Re: [CODE4LIB] New Open Source Citation Parser

2008-09-16 Thread Steve Oberg
A suggestion: you might want to also add Biblio-Citation-Parser by Mike
Jewell 
(http://search.cpan.org/~mjewell/Biblio-Citation-Parser-1.10/)http://search.cpan.org/~mjewell/Biblio-Citation-Parser-1.10/
Steve

On Tue, Sep 16, 2008 at 11:11 AM, Miriam Goldberg [EMAIL PROTECTED]wrote:

 Thanks for pointing out these other parsing tools. I've added them to
 the list on our website (see under heading Other Citation Tools at
 http://freecite.library.brown.edu/).

 Citation metadata extraction is a difficult open problem whose
 potential solutions are based on continually-developing technologies.
 So I think it's important that we approach this task from many diverse
 angles. If our project makes a little headway here, ParsCit makes some
 headway there, and five other groups make their own advancements,
 hopefully we'll be able to pool our findings into a viable
 application.

  Anyone want to compare and contrast these three projects?  Might make a
 good very
  short article/review for the Code4Lib Journal if you wanted to.

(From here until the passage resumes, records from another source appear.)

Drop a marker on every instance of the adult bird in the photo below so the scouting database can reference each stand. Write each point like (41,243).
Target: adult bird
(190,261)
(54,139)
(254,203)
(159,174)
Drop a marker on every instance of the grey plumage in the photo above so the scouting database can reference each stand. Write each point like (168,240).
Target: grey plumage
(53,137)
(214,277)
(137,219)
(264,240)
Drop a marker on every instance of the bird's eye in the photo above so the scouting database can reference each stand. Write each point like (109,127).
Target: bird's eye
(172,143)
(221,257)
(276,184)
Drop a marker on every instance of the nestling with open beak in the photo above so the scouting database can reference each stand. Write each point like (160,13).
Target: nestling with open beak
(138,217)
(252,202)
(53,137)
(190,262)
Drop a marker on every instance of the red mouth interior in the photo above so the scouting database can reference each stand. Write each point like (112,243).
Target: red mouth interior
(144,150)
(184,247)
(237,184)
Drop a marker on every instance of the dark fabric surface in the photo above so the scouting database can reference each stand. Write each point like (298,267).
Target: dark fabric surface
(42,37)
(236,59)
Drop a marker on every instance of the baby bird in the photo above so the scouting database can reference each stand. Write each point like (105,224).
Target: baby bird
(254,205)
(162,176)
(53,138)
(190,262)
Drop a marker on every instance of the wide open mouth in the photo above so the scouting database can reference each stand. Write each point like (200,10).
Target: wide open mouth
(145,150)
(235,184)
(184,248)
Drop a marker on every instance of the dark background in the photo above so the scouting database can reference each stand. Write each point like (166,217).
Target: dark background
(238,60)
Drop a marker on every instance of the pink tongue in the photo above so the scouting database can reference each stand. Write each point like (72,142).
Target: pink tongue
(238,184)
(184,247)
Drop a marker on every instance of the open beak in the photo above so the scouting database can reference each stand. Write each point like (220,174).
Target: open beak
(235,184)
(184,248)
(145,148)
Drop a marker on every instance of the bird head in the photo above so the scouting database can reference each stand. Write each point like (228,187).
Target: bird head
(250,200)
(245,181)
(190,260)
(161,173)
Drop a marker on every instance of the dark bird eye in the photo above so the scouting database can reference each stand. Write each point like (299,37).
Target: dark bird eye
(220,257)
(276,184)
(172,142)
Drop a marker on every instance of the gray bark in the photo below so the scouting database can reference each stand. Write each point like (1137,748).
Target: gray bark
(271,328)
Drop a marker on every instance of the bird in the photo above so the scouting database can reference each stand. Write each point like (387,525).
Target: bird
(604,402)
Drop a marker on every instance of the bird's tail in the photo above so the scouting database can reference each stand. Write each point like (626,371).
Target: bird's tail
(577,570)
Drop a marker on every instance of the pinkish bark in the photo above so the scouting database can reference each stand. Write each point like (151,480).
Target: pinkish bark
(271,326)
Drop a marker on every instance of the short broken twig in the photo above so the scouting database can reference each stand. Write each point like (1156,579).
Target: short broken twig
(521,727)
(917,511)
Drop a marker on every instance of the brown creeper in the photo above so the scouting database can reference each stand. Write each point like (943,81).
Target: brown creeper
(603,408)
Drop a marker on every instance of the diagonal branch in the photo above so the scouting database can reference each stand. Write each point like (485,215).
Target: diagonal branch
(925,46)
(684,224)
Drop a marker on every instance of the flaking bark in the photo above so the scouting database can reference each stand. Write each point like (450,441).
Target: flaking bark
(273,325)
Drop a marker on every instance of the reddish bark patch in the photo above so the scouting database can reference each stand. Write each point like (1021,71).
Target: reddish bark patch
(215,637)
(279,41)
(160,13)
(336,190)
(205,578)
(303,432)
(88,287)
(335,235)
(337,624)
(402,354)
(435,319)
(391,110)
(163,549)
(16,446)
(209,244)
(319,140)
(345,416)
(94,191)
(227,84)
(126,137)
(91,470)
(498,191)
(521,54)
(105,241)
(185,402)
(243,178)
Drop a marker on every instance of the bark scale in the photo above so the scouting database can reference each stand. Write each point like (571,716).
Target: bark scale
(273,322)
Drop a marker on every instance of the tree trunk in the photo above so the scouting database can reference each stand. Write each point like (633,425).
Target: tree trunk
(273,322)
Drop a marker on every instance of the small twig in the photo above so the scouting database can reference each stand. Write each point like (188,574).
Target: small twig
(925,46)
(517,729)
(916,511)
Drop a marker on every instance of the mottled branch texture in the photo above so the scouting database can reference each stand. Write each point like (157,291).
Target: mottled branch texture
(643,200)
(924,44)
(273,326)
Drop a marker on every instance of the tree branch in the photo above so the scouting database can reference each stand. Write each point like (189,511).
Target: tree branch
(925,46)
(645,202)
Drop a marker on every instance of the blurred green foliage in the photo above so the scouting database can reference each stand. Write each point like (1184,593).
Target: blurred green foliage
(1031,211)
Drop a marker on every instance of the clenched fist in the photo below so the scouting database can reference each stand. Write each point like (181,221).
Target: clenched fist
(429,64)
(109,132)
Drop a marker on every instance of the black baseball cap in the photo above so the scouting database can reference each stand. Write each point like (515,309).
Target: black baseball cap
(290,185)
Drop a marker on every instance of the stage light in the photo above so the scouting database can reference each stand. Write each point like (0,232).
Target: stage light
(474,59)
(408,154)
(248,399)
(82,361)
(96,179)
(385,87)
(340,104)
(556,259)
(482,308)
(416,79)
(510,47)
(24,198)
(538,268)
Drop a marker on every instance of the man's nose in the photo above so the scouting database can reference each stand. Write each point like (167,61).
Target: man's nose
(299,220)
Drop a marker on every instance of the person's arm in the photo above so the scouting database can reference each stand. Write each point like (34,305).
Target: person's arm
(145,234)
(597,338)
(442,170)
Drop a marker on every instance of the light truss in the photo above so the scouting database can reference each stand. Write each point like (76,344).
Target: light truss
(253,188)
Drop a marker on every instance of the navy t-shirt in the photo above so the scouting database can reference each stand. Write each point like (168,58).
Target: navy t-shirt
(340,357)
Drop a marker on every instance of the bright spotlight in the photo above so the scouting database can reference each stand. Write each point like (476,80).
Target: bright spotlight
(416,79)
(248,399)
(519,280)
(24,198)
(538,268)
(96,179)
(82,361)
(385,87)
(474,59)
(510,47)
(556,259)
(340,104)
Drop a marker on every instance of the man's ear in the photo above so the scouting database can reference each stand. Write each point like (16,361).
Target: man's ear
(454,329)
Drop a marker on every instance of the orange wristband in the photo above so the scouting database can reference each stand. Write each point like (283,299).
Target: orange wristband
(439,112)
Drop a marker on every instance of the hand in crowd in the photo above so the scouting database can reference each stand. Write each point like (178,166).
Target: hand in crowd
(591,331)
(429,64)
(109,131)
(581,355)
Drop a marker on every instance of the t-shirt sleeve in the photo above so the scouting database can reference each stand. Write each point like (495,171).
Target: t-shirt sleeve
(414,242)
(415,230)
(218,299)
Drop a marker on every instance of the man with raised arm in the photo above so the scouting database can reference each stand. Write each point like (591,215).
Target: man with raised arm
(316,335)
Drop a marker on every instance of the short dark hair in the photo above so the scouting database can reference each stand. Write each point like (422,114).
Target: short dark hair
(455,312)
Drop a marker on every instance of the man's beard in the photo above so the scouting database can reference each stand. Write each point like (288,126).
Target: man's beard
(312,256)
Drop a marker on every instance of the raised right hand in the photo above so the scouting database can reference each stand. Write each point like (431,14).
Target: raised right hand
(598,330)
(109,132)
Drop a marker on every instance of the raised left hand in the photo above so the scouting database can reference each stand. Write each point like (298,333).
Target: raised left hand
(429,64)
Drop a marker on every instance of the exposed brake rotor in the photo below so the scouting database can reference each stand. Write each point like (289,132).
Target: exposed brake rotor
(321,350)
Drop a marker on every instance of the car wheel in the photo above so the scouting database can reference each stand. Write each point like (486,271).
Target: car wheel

 Agreed. I'd love to see this. Another idea might be to write an
 application that takes the output of multiple parsers and assembles
 the best answer.

 On Fri, Sep 12, 2008 at 3:50 PM, Jonathan Rochkind [EMAIL PROTECTED]
 wrote:
  This is the third open source citation parser I know of now. A welcome
 change from a year ago when I needed one and didn't know of any! But I can't
 help but think maybe people should be cooperating more instead of
 engineering their own wheels. Also curious if anyone has looked at all three
 and can compare and contrast and make a reccommendation.
 
  The other two I know about are:
 
  ParsCit -- http://wing.comp.nus.edu.sg/parsCit/
  A CDL project I don't have a good home page for, but code is here:
 http://gales.cdlib.org/~egh/hmm-citation-extractor/
 
  I've been keeping track because I have a use for this, although haven't
 had time to make use of any of them yet.
 
  Anyone want to compare and contrast these three projects?  Might make a
 good very short article/review for the Code4Lib Journal if you wanted to.
 
  Jonathan
 
 
  jean rainwater [EMAIL PROTECTED] 09/12/08 2:25 PM 
  Please help us beta test FreeCite, a new citation parser for
  non-structured bibliographic data. FreeCite is the result of
  collaboration between the Brown University Library and Public Display,
  a Providence-based software company founded by and employing many
  Brown grads.  Public Display's core business is information
  extraction. Partial funding for this project was provided by the
  Andrew W. Mellon Foundation.
 
  FreeCite is implemented in Ruby on Rails and uses the CRF++ library
  implementation of conditional random fields. The model is trained on
  the CORA dataset  with lexical augmentation from the Directory of
  Research and Researchers at Brown (DRR-B). The API and code are
  available at: http://freecite.library.brown.edu.
 
  Jean Rainwater
  Co-Leader, Integrated Technology Services
  Brown University Library
  Providence, RI 02912
  401.863.9031
  [EMAIL PROTECTED]
 



Re: [CODE4LIB] New Open Source Citation Parser

2008-09-16 Thread Miriam Goldberg
 A suggestion: you might want to also add Biblio-Citation-Parser

Added. Keep em coming!

On Tue, Sep 16, 2008 at 12:21 PM, Steve Oberg [EMAIL PROTECTED] wrote:
 A suggestion: you might want to also add Biblio-Citation-Parser by Mike
 Jewell 
 (http://search.cpan.org/~mjewell/Biblio-Citation-Parser-1.10/)http://search.cpan.org/~mjewell/Biblio-Citation-Parser-1.10/
 Steve

 On Tue, Sep 16, 2008 at 11:11 AM, Miriam Goldberg [EMAIL PROTECTED]wrote:

 Thanks for pointing out these other parsing tools. I've added them to
 the list on our website (see under heading Other Citation Tools at
 http://freecite.library.brown.edu/).

 Citation metadata extraction is a difficult open problem whose
 potential solutions are based on continually-developing technologies.
 So I think it's important that we approach this task from many diverse
 angles. If our project makes a little headway here, ParsCit makes some
 headway there, and five other groups make their own advancements,
 hopefully we'll be able to pool our findings into a viable
 application.

  Anyone want to compare and contrast these three projects?  Might make a
 good very
  short article/review for the Code4Lib Journal if you wanted to.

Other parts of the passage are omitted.